The case study, titled “Simulation-Optimisation of a Patented Design with Parallel Computing on TRUBA cluster – Design-Optimisation of a Disinfection System” was conducted with DSTECH. DSTECH has developed an open-source simulation and optimisation framework augmented with OpenFoam, Dakota, and Python, which can be freely used on HPC clusters without any restrictions such as license, commercialization, and parallelization. The present simulation and optimisation framework was employed to optimise the slot-baffle design in three stages without any convergence issues. Numerical simulations were performed with parallel computing strategies using an intense computational resource allocated on the TRUBA.  The simulation results in the present study revealed that the efficiency of the conventional design can be improved by 12.47% when the optimised design is implemented to the present tank.
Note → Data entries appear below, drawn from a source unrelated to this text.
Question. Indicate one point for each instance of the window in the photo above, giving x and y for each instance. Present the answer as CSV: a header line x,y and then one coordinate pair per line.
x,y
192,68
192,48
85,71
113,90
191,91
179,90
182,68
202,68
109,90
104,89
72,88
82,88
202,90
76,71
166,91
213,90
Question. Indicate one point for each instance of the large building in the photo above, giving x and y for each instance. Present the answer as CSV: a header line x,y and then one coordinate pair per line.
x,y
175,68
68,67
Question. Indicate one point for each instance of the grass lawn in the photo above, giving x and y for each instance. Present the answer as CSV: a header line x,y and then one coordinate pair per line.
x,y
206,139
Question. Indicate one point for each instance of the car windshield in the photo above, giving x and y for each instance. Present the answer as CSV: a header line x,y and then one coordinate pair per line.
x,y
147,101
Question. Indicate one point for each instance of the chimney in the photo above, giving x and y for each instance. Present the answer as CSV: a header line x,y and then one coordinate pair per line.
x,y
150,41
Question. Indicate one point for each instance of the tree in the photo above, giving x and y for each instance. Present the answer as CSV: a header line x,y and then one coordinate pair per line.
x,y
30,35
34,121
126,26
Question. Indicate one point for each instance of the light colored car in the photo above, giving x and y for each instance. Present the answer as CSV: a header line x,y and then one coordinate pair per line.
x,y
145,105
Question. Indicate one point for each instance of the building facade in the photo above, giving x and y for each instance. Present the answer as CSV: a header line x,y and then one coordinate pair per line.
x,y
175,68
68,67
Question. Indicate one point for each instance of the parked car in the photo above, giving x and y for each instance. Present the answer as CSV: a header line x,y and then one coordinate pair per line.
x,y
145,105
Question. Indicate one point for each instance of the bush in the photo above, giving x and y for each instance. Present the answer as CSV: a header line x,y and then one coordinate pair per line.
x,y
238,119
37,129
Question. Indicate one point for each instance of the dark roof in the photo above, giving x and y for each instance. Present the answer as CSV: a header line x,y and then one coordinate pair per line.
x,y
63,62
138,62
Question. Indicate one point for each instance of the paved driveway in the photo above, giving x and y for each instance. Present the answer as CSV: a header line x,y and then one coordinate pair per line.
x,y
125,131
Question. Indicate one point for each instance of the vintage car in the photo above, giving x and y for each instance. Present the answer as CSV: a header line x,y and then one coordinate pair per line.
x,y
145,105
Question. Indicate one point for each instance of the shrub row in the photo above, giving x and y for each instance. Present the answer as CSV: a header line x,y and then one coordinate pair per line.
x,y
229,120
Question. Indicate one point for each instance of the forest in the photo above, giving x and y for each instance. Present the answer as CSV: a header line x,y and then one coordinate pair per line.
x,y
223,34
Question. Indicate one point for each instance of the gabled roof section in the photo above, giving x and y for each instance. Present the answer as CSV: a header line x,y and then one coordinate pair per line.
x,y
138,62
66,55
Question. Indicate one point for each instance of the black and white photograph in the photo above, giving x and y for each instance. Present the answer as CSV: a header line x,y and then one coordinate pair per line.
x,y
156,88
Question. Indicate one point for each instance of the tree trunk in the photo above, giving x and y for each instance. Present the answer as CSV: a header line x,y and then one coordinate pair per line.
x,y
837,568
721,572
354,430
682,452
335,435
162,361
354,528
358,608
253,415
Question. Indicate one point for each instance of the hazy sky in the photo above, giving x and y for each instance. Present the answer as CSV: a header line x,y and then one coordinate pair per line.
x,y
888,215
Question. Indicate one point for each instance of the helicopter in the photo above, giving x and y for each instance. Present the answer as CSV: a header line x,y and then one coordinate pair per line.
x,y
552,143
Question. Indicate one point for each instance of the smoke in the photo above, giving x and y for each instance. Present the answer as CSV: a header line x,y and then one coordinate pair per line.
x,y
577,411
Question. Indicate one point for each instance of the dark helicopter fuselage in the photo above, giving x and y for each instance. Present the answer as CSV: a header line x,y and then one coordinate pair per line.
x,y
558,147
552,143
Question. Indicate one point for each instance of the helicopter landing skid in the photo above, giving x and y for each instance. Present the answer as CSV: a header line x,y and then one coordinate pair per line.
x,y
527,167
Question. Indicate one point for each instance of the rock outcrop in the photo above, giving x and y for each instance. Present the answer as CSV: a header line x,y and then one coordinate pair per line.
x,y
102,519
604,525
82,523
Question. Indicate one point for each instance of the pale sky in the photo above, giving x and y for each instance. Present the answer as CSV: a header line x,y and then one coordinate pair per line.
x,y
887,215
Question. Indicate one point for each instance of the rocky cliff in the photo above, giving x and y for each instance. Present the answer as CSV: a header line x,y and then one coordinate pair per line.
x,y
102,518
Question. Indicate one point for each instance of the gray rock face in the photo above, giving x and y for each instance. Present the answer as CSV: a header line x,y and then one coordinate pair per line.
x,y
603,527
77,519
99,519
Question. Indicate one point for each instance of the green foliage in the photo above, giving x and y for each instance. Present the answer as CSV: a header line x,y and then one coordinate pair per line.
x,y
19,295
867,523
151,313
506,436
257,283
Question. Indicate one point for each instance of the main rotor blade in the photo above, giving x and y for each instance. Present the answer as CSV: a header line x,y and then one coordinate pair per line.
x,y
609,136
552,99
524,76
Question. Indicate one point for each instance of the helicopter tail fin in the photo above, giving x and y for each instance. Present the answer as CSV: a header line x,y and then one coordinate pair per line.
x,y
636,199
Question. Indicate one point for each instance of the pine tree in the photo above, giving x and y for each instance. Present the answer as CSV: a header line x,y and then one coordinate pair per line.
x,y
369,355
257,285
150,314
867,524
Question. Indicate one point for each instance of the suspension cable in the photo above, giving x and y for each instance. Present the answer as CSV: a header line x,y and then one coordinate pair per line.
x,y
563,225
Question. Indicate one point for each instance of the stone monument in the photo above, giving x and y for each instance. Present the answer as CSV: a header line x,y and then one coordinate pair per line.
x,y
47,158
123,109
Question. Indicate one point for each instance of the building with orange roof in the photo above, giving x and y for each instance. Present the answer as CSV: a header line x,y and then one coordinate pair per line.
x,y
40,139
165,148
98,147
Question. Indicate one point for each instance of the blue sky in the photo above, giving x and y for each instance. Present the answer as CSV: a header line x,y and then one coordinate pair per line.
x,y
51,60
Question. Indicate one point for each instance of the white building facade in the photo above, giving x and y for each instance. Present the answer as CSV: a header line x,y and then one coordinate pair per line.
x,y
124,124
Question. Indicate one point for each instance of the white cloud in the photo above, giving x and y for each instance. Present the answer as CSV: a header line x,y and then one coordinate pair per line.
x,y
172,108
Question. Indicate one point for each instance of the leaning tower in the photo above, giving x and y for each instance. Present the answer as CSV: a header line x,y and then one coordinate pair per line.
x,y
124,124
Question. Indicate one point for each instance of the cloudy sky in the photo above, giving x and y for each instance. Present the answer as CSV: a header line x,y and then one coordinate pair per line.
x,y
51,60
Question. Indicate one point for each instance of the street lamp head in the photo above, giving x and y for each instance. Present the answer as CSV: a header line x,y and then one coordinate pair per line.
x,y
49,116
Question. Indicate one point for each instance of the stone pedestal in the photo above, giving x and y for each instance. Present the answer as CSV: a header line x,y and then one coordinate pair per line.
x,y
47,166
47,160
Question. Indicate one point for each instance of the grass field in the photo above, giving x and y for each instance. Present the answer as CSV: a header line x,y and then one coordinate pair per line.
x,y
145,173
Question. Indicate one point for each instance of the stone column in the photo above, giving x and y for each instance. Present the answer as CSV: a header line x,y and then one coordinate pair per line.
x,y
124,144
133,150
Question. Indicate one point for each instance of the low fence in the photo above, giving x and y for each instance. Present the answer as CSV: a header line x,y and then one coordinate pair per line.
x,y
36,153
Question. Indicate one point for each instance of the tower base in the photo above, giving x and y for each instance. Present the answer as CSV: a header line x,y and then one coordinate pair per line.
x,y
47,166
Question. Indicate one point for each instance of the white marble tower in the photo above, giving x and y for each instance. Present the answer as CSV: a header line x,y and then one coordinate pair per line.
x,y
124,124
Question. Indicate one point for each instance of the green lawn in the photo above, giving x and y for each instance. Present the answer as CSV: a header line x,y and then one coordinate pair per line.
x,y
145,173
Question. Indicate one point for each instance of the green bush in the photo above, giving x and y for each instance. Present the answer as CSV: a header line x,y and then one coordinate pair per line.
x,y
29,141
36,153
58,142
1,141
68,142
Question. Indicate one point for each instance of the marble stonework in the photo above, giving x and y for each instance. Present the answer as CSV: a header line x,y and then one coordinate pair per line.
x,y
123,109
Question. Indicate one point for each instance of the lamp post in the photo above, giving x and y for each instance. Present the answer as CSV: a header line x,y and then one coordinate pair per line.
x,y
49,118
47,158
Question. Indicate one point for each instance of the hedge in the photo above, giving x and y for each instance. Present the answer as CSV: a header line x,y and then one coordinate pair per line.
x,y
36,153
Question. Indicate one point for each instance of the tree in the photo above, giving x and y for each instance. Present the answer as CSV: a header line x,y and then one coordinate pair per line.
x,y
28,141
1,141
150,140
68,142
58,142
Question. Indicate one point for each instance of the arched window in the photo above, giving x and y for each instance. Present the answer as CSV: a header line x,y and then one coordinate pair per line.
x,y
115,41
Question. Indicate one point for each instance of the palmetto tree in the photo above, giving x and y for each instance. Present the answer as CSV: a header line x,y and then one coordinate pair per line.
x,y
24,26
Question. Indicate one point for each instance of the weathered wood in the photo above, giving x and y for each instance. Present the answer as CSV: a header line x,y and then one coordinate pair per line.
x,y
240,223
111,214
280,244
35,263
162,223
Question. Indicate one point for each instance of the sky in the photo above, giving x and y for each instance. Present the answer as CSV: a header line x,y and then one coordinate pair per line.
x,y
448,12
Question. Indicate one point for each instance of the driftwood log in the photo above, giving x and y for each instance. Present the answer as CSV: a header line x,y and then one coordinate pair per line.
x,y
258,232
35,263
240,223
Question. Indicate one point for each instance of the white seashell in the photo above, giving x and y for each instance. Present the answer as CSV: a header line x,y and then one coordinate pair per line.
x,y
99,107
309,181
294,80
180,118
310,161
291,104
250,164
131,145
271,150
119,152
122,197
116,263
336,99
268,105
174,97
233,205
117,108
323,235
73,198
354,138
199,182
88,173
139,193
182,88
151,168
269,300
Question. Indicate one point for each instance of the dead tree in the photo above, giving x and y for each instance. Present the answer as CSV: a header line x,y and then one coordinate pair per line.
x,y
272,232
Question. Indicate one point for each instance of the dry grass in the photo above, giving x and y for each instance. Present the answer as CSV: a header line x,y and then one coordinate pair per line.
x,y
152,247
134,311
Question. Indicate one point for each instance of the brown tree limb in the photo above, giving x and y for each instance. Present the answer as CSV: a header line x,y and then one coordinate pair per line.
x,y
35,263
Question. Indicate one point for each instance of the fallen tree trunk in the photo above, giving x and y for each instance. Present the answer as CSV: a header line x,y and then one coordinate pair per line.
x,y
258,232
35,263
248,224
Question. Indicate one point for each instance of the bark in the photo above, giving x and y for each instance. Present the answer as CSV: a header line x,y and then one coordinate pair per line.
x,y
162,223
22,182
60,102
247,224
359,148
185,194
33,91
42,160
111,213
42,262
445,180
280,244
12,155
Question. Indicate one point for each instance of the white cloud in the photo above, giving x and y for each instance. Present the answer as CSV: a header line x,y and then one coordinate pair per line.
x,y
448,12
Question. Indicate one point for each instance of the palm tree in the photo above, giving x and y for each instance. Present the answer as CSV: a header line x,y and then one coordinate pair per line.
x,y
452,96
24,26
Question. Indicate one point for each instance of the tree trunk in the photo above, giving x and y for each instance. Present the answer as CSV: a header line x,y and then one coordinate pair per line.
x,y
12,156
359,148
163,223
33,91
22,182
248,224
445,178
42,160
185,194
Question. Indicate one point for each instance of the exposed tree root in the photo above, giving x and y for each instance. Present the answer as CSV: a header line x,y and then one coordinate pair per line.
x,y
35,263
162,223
The case study, titled “The multiphysics experiments of the Weather Research and Forecasting Model (WRF) on precipitation patterns of Turkey” was conducted with ErikTronik. An operational forecast of hydrometeorological variables are aimed to be acquired at high accuracy. This case study was performed with utilizing TÜBİTAK-TRUBA HPC infrastructure. The company has the following benefits owing to this case study:

  • The team has gained experience for the first time in the HPC domain.
  • The team has been encouraged to apply to the EuroHPC projects in the seasonal forecast and climate prediction areas through gained experience with this project.
  • The team improved their insight into driving mechanisms of precipitation over Turkey.